Oj widzę,że nie tylko u mnie marudzenie,jęczenie i złości.Kurde kiedyś jak spał mogłam odkurzać teraz nawet za przeproszeniem pierdnąć nie można bo juz wyspany.Chwili sam sobą sie nie zajmie,a ja mam tylko dwie ręce.A do tego stary wqurwia bo mu bałagan w domu przeszkadza-tylko nie rozumie,że sie nie rozdwoję,zresztą kto ten bałagan robi?? Nikt nie odłoży nic na miejsce,gary do zlewu,nawet jak zmywarka pusta,a ty się martw,bo do tego służysz.Sorki,ale już nie wytrzymuję.
Co do lotów naszych dzieci z lóżek-mój też zaliczył glebę,ale z wózka.Zuzia usypiała go w wózku i jakoś tak ,nawet nie wiem jak, przeleciał,a raczej ześlizgnął się i spadł,dzieki Bogu najpierw spadły jego kocyki,a potem on.Na szczęście nawet guza nie miał,ale teraz zwracam uwagę na to aby był zawsze zapiety,a jak wstaję gdziekolwiek to mały ląduje w łóżeczku.
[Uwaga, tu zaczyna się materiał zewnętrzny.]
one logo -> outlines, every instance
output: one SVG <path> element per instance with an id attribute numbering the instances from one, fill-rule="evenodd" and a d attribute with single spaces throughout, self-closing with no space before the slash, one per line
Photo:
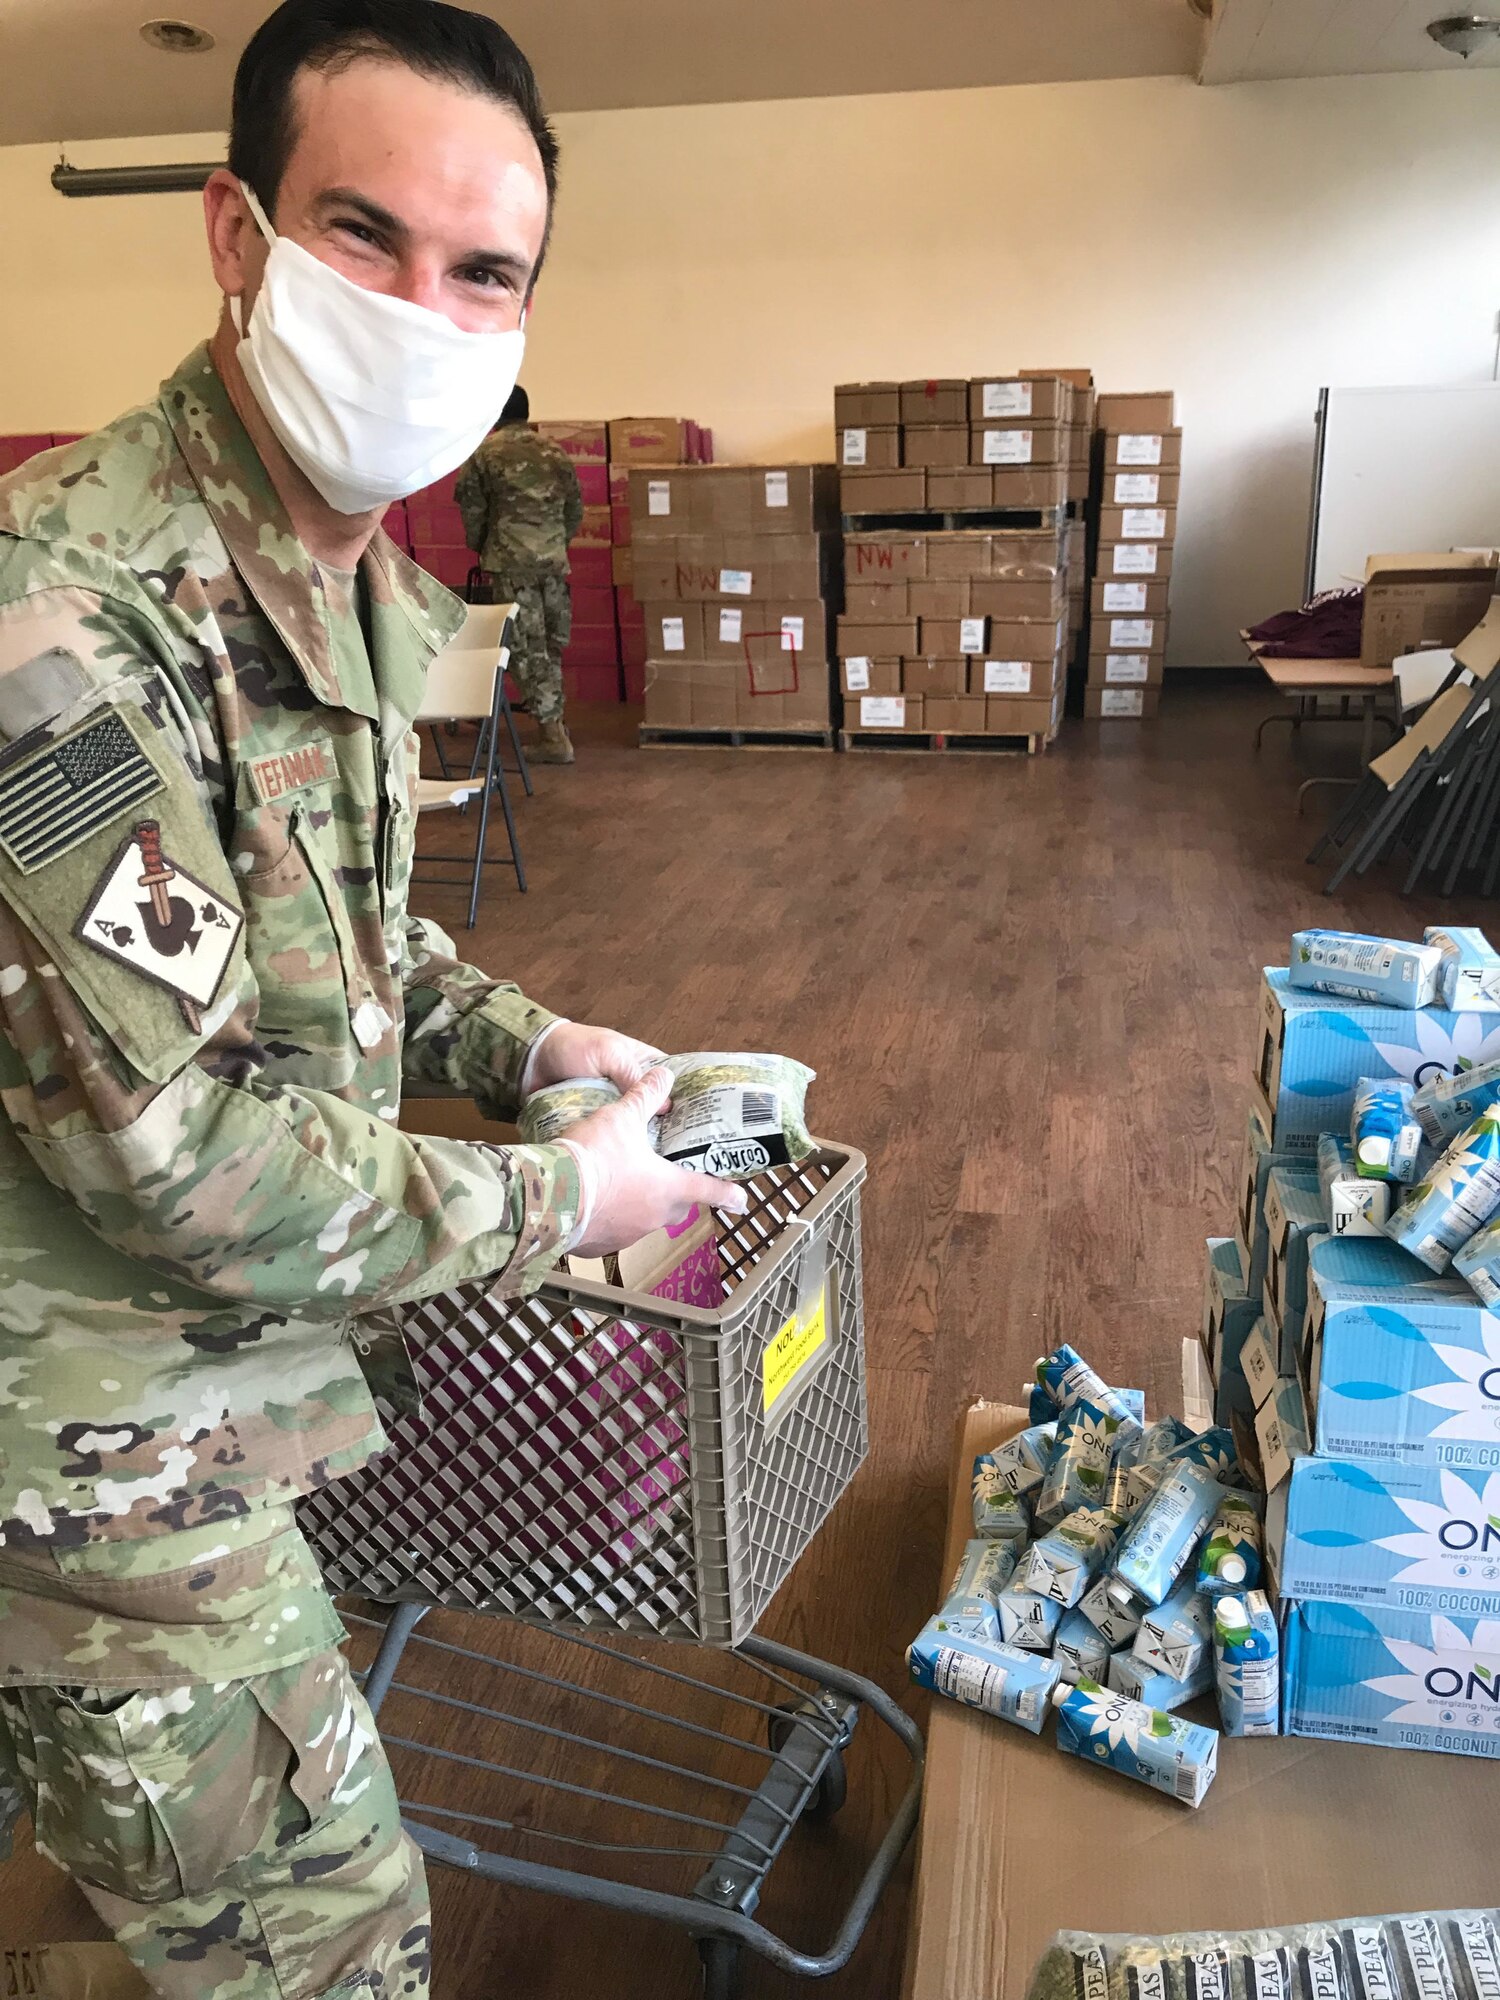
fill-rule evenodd
<path id="1" fill-rule="evenodd" d="M 733 1180 L 736 1174 L 759 1174 L 771 1164 L 771 1155 L 758 1139 L 725 1139 L 710 1146 L 703 1156 L 703 1171 L 719 1180 Z"/>
<path id="2" fill-rule="evenodd" d="M 1434 1667 L 1422 1685 L 1435 1701 L 1488 1702 L 1500 1709 L 1500 1676 L 1490 1667 Z"/>
<path id="3" fill-rule="evenodd" d="M 1484 1521 L 1447 1520 L 1438 1529 L 1438 1540 L 1455 1555 L 1482 1556 L 1500 1551 L 1500 1520 L 1490 1515 Z"/>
Co do jedzenia mój nie chce mleka i już.W nocy budzi sie 5 razy na cycek,a w dzień zapomnij odpycha mnie i krzyczy.Je kaszkę na mm,i inne rzeczy,ale martwi mnie to,że nie chce mleka.No i niestety żródełko pomału wysycha,mam coraz mniej pokarmu i nie wiem czy pobudzać laktatorem,czy jak.
To moje trzecie dziecko,a ja nie wiedziałam,że dziecko może byc takie trudne w obsłudze.;-)Uwielbiam go,szaleje za nim,ale czasami mam ochotę uciec na koniec świata.Wyobrażcie sobie,że od momentu urodzenia nie wyszłam nigdzie sama.
Juz się drze pa pa...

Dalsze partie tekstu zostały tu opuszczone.